所以,货币政策既要连续,同时要有针对性和灵活性。针对性主要是针对调产业结构,调结构需要产业政策和货币政策配合,该发展的支持,不该发展的严控贷款,我觉得这是一个针对性。
灵活性肯定根据经济形势的发展了,现在来看明年还是有很多问题,迪拜危机现在也出来了。
《21世纪》:这个灵活性指的是加息还是调货币总量?
祝宝良:至于用什么样的工具现在不好说,但是肯定要适度宽松。
结构调整促发展方式转变
《21世纪》:中央经济工作会议提出了明年6项主要任务,如何做个总结?
祝宝良:那就是我们处在转变发展方式的过程当中。在调整经济结构的过程中保持经济平稳、加快发展,这是一个主体,围绕这个主体,保证政策连续性、稳定性,可能在这个过程当中调结构的体制、机制保障方面可能会加大一些力度。这从会议内容中可以看到的,包括城市化,提高城镇化的问题,这些都是。
《21世纪》:我们注意到,在提高宏观调控水平和加大经济结构调整力度两项任务中,都提到了战略性新兴产业的发展。尤其提到要推进产业结构调整,培育出我国具有战略性新兴产业的总体思路,您怎么看?
祝宝良:提到新兴产业大家都知道,一次大的经济危机以后肯定需要技术创新、产业创新来带动经济走出泥沼。
现在气候变化问题大家都看到了,对未来产业经济发展能够长期持续发挥作用的,就是在低碳,循环经济这些领域。
可能有一些新能源、新材料,还有一些医药行业的医药育种等等,还有我们信息产业,这些产业在发展。
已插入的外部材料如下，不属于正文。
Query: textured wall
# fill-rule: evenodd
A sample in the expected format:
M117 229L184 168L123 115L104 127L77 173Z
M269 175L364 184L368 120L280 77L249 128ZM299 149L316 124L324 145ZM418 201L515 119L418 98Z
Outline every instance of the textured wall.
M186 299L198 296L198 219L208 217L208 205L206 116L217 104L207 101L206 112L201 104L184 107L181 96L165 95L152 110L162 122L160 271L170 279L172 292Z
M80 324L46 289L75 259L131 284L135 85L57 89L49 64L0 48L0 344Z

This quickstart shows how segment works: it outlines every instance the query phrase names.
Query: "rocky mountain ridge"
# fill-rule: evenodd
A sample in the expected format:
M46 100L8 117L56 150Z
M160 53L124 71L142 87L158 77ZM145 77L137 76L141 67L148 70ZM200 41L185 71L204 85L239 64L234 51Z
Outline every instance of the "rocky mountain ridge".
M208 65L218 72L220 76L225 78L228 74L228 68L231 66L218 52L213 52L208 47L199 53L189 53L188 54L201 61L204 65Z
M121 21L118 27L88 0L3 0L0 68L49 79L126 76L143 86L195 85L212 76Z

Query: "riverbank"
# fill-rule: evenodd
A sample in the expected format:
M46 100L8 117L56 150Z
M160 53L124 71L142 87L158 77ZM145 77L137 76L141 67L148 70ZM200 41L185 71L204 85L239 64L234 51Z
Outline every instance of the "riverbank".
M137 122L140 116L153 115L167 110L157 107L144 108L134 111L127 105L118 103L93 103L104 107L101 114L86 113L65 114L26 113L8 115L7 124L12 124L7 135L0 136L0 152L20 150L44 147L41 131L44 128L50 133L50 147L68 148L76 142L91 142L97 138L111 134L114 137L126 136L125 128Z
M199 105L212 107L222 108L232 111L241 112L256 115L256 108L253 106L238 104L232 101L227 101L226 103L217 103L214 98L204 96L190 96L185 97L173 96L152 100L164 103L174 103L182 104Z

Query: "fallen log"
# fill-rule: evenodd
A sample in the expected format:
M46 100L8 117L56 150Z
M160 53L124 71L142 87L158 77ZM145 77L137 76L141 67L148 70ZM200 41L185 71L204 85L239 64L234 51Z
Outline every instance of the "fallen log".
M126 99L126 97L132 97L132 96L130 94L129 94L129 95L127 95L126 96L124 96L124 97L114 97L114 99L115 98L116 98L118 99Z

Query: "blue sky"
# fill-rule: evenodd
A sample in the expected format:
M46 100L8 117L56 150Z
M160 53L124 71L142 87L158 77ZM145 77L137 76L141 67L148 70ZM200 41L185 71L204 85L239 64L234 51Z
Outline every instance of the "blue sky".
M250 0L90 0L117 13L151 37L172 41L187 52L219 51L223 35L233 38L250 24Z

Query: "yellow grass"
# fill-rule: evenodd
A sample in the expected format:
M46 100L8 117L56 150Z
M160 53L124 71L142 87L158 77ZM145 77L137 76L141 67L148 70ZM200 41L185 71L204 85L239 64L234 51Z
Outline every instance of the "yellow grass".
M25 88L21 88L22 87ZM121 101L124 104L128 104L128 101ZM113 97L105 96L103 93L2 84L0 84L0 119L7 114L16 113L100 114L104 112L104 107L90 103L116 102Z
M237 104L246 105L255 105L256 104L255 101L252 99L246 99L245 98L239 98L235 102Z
《21世纪》:您说的转变经济增长的发展方式是一种什么样的转变?
祝宝良:我个人认为跟结构调整是一个概念。
发展方式有三个方式转变,从依靠投资出口拉动变成投资出口协调拉动;依靠二产变成一、二、三产业协同带动;依靠要素、资源投入转成依靠科技进步,生产率提高加管理水平改善。
我们扩内需,发展服务业,然后自主创新,搞产业结构调整,这些本身都是结构调整的含义,通过结构调整去转变这个发展方式。
《21世纪》:在调结构这一块,除推进节能减排,抑制过剩产能,还需要什么样的政策约束?
祝宝良:这个政策可以是改革,比如资源税、资源性产品价格改革,提高使用成本,这样就可以淘汰掉高能耗企业。
第二,要调的话还需要财政政策和货币政策支持。
第三,比如说社保跨省区流转,企业的社保可以带走,企业破产了以后员工可以到其他地方找个工作,把社保关系带走。
通过这些办法,既有体制的因素,也有政策性的因素结合在一起。体制方面现在已经在改了,政策是根据情况随时发生变化的。